The UK’s spend on holidays and travel continued to grow last month – and at a faster rate than other sectors, reports Travel Weekly.
Nationwide Building Society’s Spending Report cited rising prices as well as increasing transactions as responsible for pushing up household expenditure early this year. Food prices are up 18% and the Food Foundation has found an extraordinary almost 20% of people have skipped a meal or cut back on food in order to stay within their household budget.
Consumer research suggests Brits are also responding by putting essential items on their credit cards. It might seem surprising then that spending in categories deemed ‘non-essential’ is up nine per cent on 2022 overall. The finding tallies with Tripadvisor data released last year, showing that Brits were prepared to keep spending on travel, despite the squeeze on wallets.
Our research shows that while the number of people worried about their finances has fallen slightly, there are people relying on credit as a way of bridging the gap for essential bills.
Mark Nalder, Nationwide’s Payments, Strategy and Performance Director
Perhaps predictably as society comes out of Covid hibernation, priorities are different. Spending on holidays rose 19%, with 34% more spent on air travel than in February 2022.
Hospitality is also a winner, with Brits spending 11% more on eating and drinking ‘out out’, as they say. Conversely, home entertainment took a hit, with subscription streaming services like Netflix, Amazon Prime and magazines, down 3% year-on-year.

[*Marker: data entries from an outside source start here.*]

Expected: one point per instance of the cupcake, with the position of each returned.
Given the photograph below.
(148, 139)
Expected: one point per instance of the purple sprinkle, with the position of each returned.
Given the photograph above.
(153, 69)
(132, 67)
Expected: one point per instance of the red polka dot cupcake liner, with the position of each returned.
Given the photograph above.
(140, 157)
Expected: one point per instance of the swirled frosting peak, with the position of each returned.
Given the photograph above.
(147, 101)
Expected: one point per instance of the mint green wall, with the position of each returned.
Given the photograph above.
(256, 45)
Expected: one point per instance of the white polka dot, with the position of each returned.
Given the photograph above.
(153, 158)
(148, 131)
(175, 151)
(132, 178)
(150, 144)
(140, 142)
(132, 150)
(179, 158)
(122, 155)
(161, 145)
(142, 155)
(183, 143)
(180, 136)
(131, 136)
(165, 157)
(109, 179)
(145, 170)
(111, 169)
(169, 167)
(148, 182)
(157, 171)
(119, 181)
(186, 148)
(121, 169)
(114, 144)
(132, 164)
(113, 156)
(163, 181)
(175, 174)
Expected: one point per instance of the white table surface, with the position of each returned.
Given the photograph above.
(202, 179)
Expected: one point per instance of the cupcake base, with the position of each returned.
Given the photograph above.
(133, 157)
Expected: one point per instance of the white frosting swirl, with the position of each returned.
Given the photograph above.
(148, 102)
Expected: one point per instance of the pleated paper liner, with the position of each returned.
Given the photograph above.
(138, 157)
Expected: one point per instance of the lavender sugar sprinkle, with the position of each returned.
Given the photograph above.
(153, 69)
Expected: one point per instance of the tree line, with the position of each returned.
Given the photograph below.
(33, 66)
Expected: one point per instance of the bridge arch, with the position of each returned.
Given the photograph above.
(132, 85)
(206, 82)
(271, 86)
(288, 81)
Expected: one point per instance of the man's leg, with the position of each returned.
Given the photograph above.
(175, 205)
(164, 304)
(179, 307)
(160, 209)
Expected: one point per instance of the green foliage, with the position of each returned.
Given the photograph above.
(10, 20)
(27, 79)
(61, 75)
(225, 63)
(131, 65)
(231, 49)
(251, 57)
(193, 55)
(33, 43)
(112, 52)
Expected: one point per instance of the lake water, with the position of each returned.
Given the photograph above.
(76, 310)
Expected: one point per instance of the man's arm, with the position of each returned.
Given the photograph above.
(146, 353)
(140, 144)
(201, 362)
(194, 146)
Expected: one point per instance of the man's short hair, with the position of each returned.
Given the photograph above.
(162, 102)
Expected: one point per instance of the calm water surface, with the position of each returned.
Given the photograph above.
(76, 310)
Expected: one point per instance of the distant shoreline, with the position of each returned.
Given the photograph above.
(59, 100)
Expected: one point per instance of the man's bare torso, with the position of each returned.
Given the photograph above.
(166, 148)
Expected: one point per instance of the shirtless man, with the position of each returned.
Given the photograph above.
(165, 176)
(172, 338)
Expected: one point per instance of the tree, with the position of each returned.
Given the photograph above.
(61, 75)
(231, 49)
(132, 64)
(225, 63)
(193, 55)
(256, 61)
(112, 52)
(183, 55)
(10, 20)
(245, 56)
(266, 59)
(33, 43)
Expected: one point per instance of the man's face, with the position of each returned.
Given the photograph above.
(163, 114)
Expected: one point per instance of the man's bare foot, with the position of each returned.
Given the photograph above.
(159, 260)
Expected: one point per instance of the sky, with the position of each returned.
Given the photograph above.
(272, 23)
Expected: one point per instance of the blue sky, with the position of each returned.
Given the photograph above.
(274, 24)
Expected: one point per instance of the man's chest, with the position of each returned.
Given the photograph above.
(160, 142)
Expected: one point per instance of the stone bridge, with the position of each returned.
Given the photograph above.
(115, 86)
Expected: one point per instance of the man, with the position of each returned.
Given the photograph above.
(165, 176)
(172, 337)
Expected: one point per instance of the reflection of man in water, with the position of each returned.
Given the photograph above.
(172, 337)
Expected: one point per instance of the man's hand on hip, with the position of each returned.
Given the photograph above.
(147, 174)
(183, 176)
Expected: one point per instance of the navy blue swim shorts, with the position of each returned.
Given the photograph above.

Nationwide analysed about over 200 million transactions by debit card, credit card and Direct Debit. They found that credit cards are not only being used for treats like eating and drinking out (14%) and holidays and travel (11%), but are also being used for weekly and daily supermarket transactions (29%), fuel/electric car charging (13%), as well as utility costs (12%).

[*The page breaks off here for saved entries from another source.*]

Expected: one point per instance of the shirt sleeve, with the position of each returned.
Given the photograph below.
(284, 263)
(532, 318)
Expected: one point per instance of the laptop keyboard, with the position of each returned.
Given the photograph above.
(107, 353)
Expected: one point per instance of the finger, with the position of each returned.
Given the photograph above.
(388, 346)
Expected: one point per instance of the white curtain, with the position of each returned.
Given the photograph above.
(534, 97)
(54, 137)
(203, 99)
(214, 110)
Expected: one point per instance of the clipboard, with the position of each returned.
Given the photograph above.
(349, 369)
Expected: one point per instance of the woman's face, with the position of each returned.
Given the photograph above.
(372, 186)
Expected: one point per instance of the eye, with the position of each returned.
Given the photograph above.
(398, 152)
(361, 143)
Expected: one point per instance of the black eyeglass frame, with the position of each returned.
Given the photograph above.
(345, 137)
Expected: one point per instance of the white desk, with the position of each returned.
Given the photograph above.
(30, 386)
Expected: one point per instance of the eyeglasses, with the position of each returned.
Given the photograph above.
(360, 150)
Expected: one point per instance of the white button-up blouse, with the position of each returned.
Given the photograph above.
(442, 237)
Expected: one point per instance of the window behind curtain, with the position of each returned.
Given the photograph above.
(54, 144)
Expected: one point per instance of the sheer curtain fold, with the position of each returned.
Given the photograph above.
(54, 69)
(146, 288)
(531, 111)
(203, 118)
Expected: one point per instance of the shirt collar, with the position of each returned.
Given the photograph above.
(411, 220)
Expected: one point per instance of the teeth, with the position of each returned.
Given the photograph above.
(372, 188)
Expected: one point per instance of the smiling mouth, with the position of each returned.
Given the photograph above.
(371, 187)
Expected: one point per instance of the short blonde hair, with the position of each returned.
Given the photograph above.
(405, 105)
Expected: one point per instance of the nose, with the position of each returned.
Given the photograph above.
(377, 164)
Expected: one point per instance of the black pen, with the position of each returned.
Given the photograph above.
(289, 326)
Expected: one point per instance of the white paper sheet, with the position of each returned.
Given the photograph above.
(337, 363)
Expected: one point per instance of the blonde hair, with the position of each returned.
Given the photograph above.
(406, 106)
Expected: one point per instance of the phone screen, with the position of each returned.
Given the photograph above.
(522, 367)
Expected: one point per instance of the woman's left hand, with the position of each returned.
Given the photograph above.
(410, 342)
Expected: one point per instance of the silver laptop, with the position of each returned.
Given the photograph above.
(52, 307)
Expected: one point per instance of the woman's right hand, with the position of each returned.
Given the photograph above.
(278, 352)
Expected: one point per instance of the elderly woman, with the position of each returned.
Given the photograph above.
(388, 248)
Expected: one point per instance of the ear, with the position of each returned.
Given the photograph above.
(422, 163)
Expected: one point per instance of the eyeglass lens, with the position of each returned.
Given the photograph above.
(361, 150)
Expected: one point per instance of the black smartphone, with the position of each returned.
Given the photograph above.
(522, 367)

Nationwide’s Payments, Strategy and Performance Director, Mark Nalder said: “We’re continuing to see annual growth in consumer spending and, while that can partly be put down to rising costs and inflation, we’re also recording year-on-year growth in the level of transactions made across both essential and non-essential spending.
In a separate survey of 2,000 people, Nationwide found that personal finances and basic solvency were a cause for alarm to almost two thirds (63%) of Brits. This seems like a high figure but is in fact an improvement on last month when 70% of those in the UK were concerned about their budgets and their ability to pay bills.